The question requires you to write a brief report. It is up to you how you structure the report, but it is advisable to keep introductory material to a minimum, given the word limit. Your report should discuss your methods, your results and the conclusions that you draw from them.
QUESTION C: Describing and Classifying Tweets [40 points]
Many companies monitor social media posts to gauge how customers feel about their company and their competitors. For this question, imagine that you have been hired as a consultant by one of the major American airline companies to analyse tweets about airlines. They want to find out how people talk about airlines on Twitter, and then build a predictive tool that can classify tweets in future into ‘negative’ or ‘positive’ sentiment, to help them respond better to their customers in real time. They have provided you with a dataset of 11,541 tweets about airlines that have been labelled as ‘negative’ or ‘positive’ by their staff. The dataset also identifies which airline each tweet is talking about.

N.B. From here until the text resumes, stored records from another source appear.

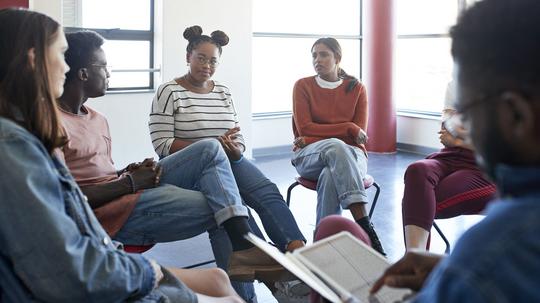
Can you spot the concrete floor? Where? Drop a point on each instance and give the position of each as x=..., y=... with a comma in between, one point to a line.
x=387, y=170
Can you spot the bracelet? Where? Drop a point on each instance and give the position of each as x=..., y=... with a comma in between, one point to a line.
x=131, y=183
x=238, y=161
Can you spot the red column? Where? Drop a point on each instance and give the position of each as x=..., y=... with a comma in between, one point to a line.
x=13, y=3
x=379, y=38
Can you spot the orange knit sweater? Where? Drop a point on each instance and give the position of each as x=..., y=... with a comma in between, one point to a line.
x=321, y=113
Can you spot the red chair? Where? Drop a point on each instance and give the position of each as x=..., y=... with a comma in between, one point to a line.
x=469, y=197
x=312, y=184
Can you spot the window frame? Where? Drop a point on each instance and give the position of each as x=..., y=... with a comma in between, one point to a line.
x=359, y=38
x=117, y=34
x=461, y=4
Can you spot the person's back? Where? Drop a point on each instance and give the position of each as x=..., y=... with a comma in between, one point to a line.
x=497, y=260
x=498, y=100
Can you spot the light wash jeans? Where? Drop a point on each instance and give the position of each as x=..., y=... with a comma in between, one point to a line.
x=340, y=170
x=197, y=194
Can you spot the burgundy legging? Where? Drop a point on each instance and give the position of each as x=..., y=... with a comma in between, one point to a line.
x=331, y=225
x=450, y=177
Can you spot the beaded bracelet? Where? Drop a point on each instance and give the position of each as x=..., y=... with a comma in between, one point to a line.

Your task is to prepare a brief report that describes the tweets, and recommends a classification method for future tweets. You need to:
i) Use appropriate tools to describe the tweets. What words are associated with negative or positive sentiment? How does word usage differ across the different airlines?
ii) Use your analysis from i) to build a short dictionary of negative and positive words describing airlines, then use it to classify tweets as ‘negative’ if they contain more negative than positive language, and ‘positive’ otherwise [code for creating your own dictionary is provided below]
iii) Use the lasso logit method to classify the tweets into ‘negative’ and ‘positive’
iv) Compare the performance of your classifiers from ii) and iii), and use this analysis to decide which one would be the better classifier for the company to use for future tweets
The dataset for this question is called “tweets” and is contained in the file “tweets.Rda”. It contains the following variables:
Variable name Variable description
text The text of each tweet
sentiment Labeled sentiment of each tweet: 1=negative, 0=positive
airline The airline company featured in the tweet: United, JetBlue, American
Airlines, US Airways, Virgin America or Southwest
You should first create a corpus of tweets using the following code:
tweetCorpus <- corpus(tweets$text, docvars = tweets)
Here is some advice for part ii):
• Your dictionary should contain a minimum of 5 words and a maximum of 15 words in each category
• You are not expected to exhaustively compare the performance of different dictionaries. Instead, simply choose one dictionary based on your analysis from i), explaining how you chose the words.
Code for creating a dictionary:
You can create a dictionary called “mydict” in R that contains two categories (‘negative’ and ‘positive’) using the following code:
neg.words <- c()
pos.words <- c()
mydict <- dictionary(list(negative = neg.words,
positive = pos.words))
You need to insert your chosen sets of negative and positive words in ‘neg.words’ and ‘pos.words ’. This dictionary can then be used with quanteda in exactly the same way as any of the existing built-in dictionaries.